Left out a lot of higher risk patients: cardiac/renal disease patients, secondary hypertension, etc.
Additionally, in the prespecified subgroup analyses, the treatment effect was not seen in patients with BMI > 40 or patients with newly diagnosed cHTN – the study was not powered to assess these independently but may need to be seen if other strategies are better in these groups.

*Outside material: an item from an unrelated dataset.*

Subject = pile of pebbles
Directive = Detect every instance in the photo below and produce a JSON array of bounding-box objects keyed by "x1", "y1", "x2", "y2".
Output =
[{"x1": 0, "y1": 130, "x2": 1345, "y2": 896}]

The definition of cHTN changed! – ACC/AHA in 2017 (mid-recruitment) lowered the target to 130/80. We don’t know if that might be better, or worse, as a target.
Only short term follow up – longer term follow up will help inform if there are any benefits ultimately with maternal or neonatal risks.
Interesting points:
NNT of 14.7 to reduce primary outcome is really excellent, especially given the other safety data provided in this trial (short-term).
Aspirin use was equal between groups – post hoc analysis demonstrated it did not influence primary outcome measure!
This study probably lends some support to the aspirin skeptics out there, but wouldn’t necessarily throw aspirin away based on this trial alone.
SMFM CHAP Statement: overall supportive of a target to goal BP of <140/90 based on this trial, mentioning the limitations we just went through.